In almost all cases, you have to properly reset an SoC before doing functional verification. This is true when using simulation, but when using FPV there are more options. An SoC that has not been reset is in an unknown state and all its state elements have unknown or X values. If you simulate a device by driving values on all its inputs without resetting it, some values will propagate to the state elements and eventually take known values. However, the device is in a random state and is unlikely to perform any of the desired functions. Hence, the first step in a functional simulation is to assert the reset pin and simulate for a number of clock cycles until all flip-flops have taken their reset values. State elements in the data path doesn’t need to be reset, since they will take known values when data is passed through the device, but all control structures need to be reset in order to work correctly.
When using FPV on a design, reset is an important consideration. As in simulation, we almost always start verification from a known state, the reset state. Reaching the reset state is often done in the same way as in simulation, by asserting the reset pin and simulating for a number of clock cycles until all resettable flip-flops have taken their reset values. However, there are additional ways to specify reset in FPV that enable additional verification, not possible with simulation.
One variant of simulation-based reset is to use a waveform dump file and apply the design state at the end of the reset sequence as a reset state for formal analysis. This achieves the same thing as asserting the reset pin and then simulating, but may be faster and easier if the reset sequence is complex. Another approach is to use a design state other than reset as the initial state for FPV. This is a powerful method for bug hunting since much deeper design states can be reached. Any assertion failures found are valid, even though a different starting state was used, and indicate a design bug.
Another way of specifying the reset state is to specify rules or constraints instead of absolute values, e.g. requiring that the state vector of a finite state machine (FSM) is onehot, but not specifying which state to start in.
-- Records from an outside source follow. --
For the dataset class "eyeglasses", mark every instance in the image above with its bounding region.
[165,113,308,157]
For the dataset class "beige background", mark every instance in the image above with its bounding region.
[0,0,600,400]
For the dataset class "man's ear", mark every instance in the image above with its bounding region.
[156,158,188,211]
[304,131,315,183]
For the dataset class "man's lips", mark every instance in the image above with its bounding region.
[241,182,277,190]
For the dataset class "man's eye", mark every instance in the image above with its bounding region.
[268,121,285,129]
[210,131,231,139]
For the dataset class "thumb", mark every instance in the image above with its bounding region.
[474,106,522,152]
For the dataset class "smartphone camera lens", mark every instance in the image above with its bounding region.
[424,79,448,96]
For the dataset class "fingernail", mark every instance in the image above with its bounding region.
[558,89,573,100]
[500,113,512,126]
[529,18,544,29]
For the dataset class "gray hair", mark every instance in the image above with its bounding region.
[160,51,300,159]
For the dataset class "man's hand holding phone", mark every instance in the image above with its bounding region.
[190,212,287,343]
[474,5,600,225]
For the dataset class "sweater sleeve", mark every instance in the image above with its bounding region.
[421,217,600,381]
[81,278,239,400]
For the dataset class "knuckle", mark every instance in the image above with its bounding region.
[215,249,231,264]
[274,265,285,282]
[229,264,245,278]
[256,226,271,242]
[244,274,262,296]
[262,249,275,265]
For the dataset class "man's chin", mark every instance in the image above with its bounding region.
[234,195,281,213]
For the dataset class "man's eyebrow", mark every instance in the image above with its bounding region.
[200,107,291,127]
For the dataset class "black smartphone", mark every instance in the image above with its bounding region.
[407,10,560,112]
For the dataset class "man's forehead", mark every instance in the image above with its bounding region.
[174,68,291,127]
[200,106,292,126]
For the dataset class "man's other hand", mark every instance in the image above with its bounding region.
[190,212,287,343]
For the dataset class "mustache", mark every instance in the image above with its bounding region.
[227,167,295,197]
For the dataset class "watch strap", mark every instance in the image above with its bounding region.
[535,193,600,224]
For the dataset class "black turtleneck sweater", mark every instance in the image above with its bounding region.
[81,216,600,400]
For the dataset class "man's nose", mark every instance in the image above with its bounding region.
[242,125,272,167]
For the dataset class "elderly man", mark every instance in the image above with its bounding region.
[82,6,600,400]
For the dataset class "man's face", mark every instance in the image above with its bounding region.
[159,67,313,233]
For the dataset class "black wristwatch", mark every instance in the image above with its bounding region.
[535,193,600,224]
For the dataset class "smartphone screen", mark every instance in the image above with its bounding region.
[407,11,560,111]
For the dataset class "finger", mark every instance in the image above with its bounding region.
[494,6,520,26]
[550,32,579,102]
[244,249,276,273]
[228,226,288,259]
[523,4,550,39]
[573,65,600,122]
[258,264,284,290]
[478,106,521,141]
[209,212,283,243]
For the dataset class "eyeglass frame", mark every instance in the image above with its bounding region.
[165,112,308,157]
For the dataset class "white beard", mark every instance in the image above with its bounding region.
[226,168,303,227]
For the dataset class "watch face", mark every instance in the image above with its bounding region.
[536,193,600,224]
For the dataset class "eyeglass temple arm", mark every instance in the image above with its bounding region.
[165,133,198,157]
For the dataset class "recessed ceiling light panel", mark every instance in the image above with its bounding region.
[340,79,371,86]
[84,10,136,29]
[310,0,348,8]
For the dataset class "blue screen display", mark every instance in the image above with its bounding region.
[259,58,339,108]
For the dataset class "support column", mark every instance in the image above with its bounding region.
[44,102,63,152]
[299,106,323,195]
This allows the formal verification tool to verify all legal reset states at once.
One property of an arbiter is that it should never assert more than one grant at the time regardless of how many requests it receives. This can be expressed in SVA (SystemVerilog Asssertions) as:
gnt_oh0: assert property (@(posedge clk) $onehot0({gnt3,gnt2,gnt1,gnt0}));
A round-robin arbiter needs a variable to remember which request was serviced last. To verify the assertion above – that only one grant at the time is asserted – in simulation, the design is reset to the idle state and then a sequence of requests is asserted to ensure the property is not violated.
Verifying the property using FPV is a lot easier. Instead of always resetting the previous request variable to the idle state, just specify that it has to have a legal value but do not specify the value. This can be expressed in SVA as:
prev_req: assume property (@(posedge clk) prev_req < 3’d5)
Proving the property means that it is true for all values of previous request, and so there is no need to verify each case individually. Proving that no more than one grant will be asserted for every possible previous grant is much more powerful than enumerating and verifying a subset of states in simulation.
Using alternative methods to reset the design under test is just one example of where FPV can do more complete verification than simulation.